Isso também vai passar

Por Sandra Rosenfeld

Muito se fala sobre o benefício do não apego. De fato não se apegar a nada deve ser mesmo maravilhoso! Digo deve ser porque é, em princípio, muito difícil, quase impossível. Pode ser que para outros povos, lá no longínquo Oriente, com uma cultura e valores bem diferentes do nosso, isso seja algo bem mais fácil de realizar. Mas para nós aqui do Ocidente onde nos apegamos compulsivamente a tudo, principalmente a bens materiais, o desapego é algo que alguns não conseguem nem imaginar.
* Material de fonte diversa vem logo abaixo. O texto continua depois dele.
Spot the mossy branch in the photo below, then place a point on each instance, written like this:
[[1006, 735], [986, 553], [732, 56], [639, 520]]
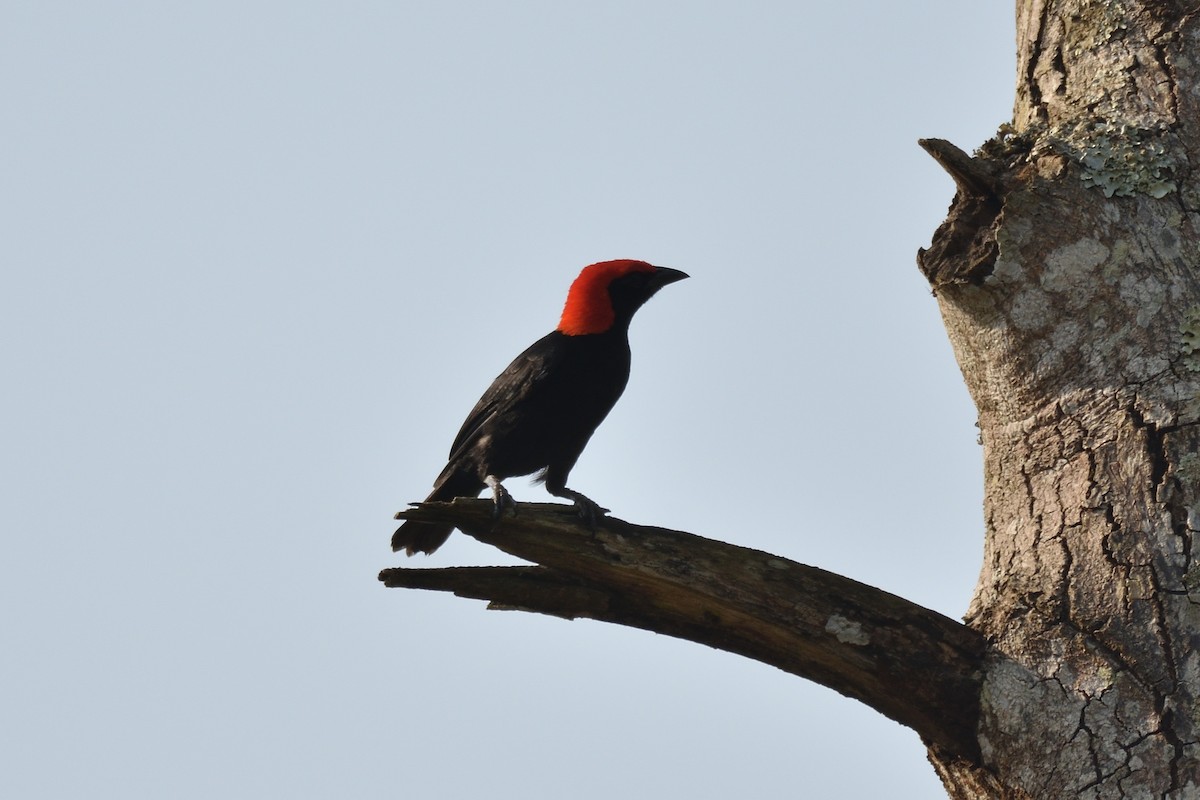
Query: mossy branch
[[911, 663]]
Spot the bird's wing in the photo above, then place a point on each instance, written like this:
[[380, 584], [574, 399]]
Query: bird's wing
[[513, 385]]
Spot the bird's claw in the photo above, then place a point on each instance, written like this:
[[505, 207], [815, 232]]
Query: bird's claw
[[502, 501]]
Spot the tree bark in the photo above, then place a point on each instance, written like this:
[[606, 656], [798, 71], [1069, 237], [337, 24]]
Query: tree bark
[[1066, 274], [1069, 289], [910, 663]]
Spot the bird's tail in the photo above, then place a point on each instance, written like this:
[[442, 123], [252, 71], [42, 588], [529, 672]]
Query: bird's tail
[[427, 536]]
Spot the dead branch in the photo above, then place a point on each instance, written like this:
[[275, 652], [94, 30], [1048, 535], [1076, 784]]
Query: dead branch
[[911, 663]]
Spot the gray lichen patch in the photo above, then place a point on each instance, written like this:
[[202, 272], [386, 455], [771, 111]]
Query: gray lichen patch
[[1120, 158], [846, 631], [1071, 270], [1189, 332]]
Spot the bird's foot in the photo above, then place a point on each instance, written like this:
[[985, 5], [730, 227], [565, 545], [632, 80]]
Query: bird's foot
[[502, 500]]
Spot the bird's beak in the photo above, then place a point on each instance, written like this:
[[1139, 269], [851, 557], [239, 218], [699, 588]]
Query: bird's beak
[[665, 275]]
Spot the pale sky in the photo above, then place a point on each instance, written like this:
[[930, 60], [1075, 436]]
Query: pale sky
[[261, 259]]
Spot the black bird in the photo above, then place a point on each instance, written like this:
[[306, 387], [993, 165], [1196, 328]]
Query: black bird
[[541, 410]]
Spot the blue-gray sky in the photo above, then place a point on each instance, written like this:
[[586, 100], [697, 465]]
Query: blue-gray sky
[[261, 258]]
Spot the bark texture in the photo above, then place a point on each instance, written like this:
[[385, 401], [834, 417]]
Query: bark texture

Mas, para aqueles que gostariam de ter uma existência de paz e transitar pela vida de forma mais harmoniosa e tranquila, não resta dúvida de que a primeira coisa que devem buscar é a própria liberdade e, com certeza para isso, há necessidade de aprender a vivenciar o não apego. Afinal que liberdade existe no apego seja a que ou a quem for?

Qualquer tipo de apego é em vão e, no fundo, todos nós sabemos disso. As maiores dores e sofrimentos provém de onde? Da perda. E o que é o sentimento de perda senão o apego a algo ou alguém que nunca nos pertenceu?! Esteve em nossa vida, mas não nos pertenceu.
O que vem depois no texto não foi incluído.